I used to see these all the time back in the day. Most of them were green with the a leaf cut out. I've looked around for one but haven't been able to find anything. Anyone know if they're still made and if so, where to find one?


----------



## Nixon (Oct 10, 2010)

Just make one with one of those crap foam stomps.

Thats the best way.


----------



## Grinsk (Jan 24, 2011)

Nixon said:


> Just make one with one of those crap foam stomps.
> 
> Thats the best way.


Yeah, thats what I was going to resort too, just thought someone might've seen these before and might be able to tell me where to go.


----------



## ptapia (Dec 1, 2010)

Dude, I just saw those at one of the local shops. It was just a clear stomp pad with a green leaf pic. I thought it looked pretty cool.


----------



## snowvols (Apr 16, 2008)

This sounds really stupid. Just a hey look at me I have a sweet pot leaf as a stomp pad. A good way for someone to question you if you ask me :dunno:


----------



## Grinsk (Jan 24, 2011)

snowvols said:


> This sounds really stupid. Just a hey look at me I have a sweet pot leaf as a stomp pad. A good way for someone to question you if you ask me :dunno:


I think the fact that your reply has no relevance to the question asked is stupid. What kind of question am I going to be getting because of this stomp pad? Am I going to get investigated? Ski Patrol gonna shut me down? God forbid, I ride a Roadsoda. 

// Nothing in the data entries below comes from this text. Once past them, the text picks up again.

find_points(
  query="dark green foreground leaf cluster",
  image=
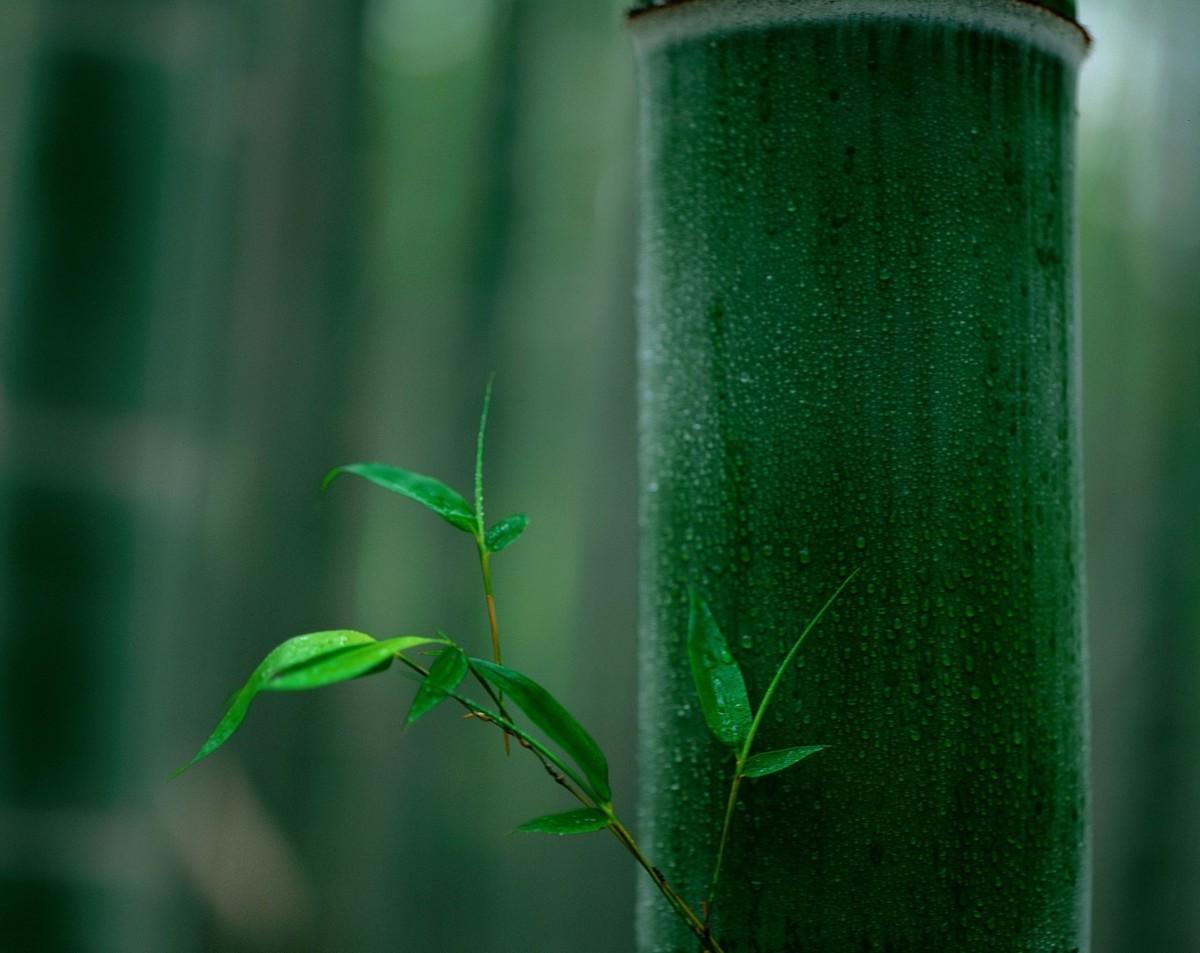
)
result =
(565, 750)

Anyways, thanks for the input. I'll keep looking.


----------



## Milo303 (Apr 6, 2009)

Idiot

10 charrrr


----------



## 51bombed (Sep 21, 2010)

i think hes referring to people questioning your ability to ride standing around holding a board with a stomp pad... let alone one like that... like all the lil high school kids writing 420 on everything they see.

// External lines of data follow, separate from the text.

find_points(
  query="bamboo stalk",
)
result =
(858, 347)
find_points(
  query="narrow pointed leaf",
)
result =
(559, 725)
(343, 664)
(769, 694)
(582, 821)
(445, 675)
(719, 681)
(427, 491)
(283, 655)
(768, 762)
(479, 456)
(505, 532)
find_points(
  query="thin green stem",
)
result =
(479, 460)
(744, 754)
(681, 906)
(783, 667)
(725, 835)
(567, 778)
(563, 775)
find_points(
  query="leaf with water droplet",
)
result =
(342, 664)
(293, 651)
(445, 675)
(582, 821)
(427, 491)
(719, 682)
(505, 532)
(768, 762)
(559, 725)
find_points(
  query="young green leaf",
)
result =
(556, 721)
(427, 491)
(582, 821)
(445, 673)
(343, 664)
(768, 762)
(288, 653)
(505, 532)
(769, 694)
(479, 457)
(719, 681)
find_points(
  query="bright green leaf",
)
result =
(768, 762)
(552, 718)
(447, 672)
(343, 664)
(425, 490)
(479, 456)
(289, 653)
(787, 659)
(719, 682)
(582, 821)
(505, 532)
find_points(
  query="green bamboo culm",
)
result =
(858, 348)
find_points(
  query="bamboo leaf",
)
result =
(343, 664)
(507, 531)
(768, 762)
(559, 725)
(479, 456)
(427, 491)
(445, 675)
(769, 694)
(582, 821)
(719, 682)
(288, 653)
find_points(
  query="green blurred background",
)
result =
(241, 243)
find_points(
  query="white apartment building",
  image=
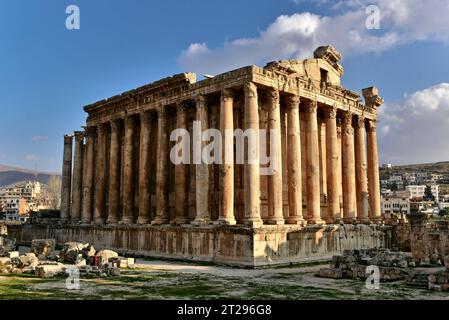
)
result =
(417, 191)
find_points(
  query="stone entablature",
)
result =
(184, 86)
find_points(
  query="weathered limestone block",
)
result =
(105, 255)
(49, 271)
(71, 250)
(43, 247)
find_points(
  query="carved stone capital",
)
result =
(310, 106)
(372, 126)
(330, 112)
(360, 122)
(347, 118)
(292, 101)
(68, 139)
(227, 95)
(79, 136)
(250, 90)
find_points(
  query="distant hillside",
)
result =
(441, 167)
(11, 175)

not saying i look down on people who need pads/have them for the hell of it... but if youve got any kind of balance whatsoever it shouldnt be a problem riding without one... 

good luck in your searches thoUGH~~


----------



## MistahTaki (Apr 24, 2010)

lame

10charrrr


----------



## 51bombed (Sep 21, 2010)

MistahTaki said:


> lame
> 
> 10charrrr


agreed 10ch


----------



## cjwalsh7 (Jan 19, 2011)

But what if everyone needs to know how cool this guy is by having pot leaves on his board?!?


----------



## little devil (Aug 18, 2009)

cjwalsh7 said:


> But what if everyone needs to know how cool this guy is by having pot leaves on his board?!?


Hahaha, my board has pot leaves on it... 

But I live in Canada and like class says ``we consider it legal``

And what can I say, I am the coolest kid on the mountain. Now all I need is a pbr sticker and and all the hipsters will be in love.


----------



## baldylox (Dec 27, 2007)

oh, lawlz :laugh:


----------



## treyrules (Jan 23, 2012)

Where do you get the Steal Your Face stomp pad from Vector? Can't find it anywhere.


----------